Saat Zhuifeng menemukan Jiang Miao, Jiang Miao sedang berjaga di samping rawa menunggu Chaoxi muncul.

Zhuifeng memberitahu kondisi Han Feng kepada Jiang Miao. Jiang Miao tidak menyangka ada iblis yang begitu berani melakukan kejahatan di dekat Biro Pemburu Iblis di siang bolong.

Namun, ia tidak bisa pergi saat ini. Petunjuk di tangannya terlalu sedikit, ia hanya bisa berjaga di sini menunggu Chaoxi muncul.

"Segera panggil Fang Yuan kembali."

Fang Yuan adalah tabib Biro Pemburu Iblis yang ahli dalam racun iblis. Saat ini, tampaknya hanya dia yang bisa menyelamatkan Han Feng.

Zhuifeng tidak membuang waktu, ia berbalik dan melepaskan suar sinyal. Namun, tepat saat suar sinyal itu dilepaskan, embusan angin kencang menerjang.

"Wusss..." Angin kencang berbau amis menerjang ke arah Jiang Miao.

Jiang Miao mencabut pedangnya, beberapa tebasan angin pedang dengan cepat menebas ke arah angin kencang yang menyerang. Angin itu terbelah, dan Jiang Miao melihat Chaoxi.

Wajah pucat kaku itu tampak seperti mayat hidup.

Sisik di tubuh Chaoxi bergerak-gerak. Sepasang mata yang semula kosong dan tak bernyawa itu menatap tajam ke arah Jiang Miao, lalu sesaat kemudian ia menerjang ke arah Jiang Miao.

"Hah..." Chaoxi mendesis rendah, kuku tajamnya mengincar titik vital Jiang Miao.

Jiang Miao menghindar ke samping, pedang panjangnya bergerak layaknya naga yang berenang. Cahaya biru menyala dari bilah pedang. Jiang Miao berputar dan menyerang, satu pedang berubah menjadi dua, dua pedang berubah menjadi banyak pedang.
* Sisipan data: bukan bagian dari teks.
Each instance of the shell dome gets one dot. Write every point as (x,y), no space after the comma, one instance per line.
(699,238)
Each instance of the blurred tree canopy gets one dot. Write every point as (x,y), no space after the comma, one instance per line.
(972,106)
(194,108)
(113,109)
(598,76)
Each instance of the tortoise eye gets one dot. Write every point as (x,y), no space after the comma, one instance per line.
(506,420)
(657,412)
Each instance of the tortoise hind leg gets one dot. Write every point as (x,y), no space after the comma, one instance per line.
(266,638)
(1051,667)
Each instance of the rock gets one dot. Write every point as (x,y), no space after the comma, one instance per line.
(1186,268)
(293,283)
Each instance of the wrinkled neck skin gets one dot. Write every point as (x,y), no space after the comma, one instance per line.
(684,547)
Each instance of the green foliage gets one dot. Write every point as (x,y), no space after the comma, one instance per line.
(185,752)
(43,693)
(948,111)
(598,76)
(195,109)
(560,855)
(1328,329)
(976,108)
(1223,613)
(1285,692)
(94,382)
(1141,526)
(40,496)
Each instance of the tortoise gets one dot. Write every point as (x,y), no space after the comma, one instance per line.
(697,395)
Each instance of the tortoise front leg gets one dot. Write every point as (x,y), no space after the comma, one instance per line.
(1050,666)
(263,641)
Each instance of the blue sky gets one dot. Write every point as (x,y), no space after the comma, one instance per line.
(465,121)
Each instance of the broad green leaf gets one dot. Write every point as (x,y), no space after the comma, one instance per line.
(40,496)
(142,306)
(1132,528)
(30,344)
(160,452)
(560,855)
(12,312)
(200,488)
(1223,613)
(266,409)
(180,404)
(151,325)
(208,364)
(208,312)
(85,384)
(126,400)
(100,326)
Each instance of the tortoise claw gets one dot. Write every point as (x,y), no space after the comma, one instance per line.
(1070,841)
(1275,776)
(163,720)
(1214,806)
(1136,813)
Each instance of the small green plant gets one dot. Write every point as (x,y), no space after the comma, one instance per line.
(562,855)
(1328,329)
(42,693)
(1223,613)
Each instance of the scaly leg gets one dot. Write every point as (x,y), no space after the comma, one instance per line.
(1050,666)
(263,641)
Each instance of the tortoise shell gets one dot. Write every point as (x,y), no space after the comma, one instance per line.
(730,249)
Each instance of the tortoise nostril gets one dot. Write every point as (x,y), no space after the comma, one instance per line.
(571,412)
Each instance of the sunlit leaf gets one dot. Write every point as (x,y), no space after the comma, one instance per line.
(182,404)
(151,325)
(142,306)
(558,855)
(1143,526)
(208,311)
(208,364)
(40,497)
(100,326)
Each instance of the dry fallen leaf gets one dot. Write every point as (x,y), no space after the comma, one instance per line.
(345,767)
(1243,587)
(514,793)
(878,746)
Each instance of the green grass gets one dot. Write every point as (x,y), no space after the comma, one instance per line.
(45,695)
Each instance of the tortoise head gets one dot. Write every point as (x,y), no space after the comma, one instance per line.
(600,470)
Jiang Miao berdiri di udara, sudut mulutnya mengeluarkan darah.

"Pergilah!" Jiang Miao merapatkan kedua jarinya dan menunjuk ke arah Chaoxi.

Pedang di sampingnya menerima perintah dan melesat ke arah Chaoxi.

Pedang yang tercipta dari ilusi jauh tidak sekuat pedang aslinya, namun Jiang Miao memang tidak berniat membunuhnya saat itu juga.

Chaoxi terkejut oleh pedang-pedang biru yang memenuhi langit dan melangkah mundur. Ia ingin lari ke arah rawa, namun dihalangi oleh Zhuifeng.

Sisik di sekujur tubuhnya bergerak-gerak. Ia tahu dirinya tidak mampu menahan pedang-pedang biru yang memenuhi langit itu, sehingga ia mengalihkan pandangannya ke arah Zhuifeng.

"Hah..."

Ujung jari tajam Chaoxi mengincar wajah Zhuifeng. Zhuifeng bergerak lebih cepat, ia berhasil menghindar tepat saat kuku Chaoxi menyambar kulitnya.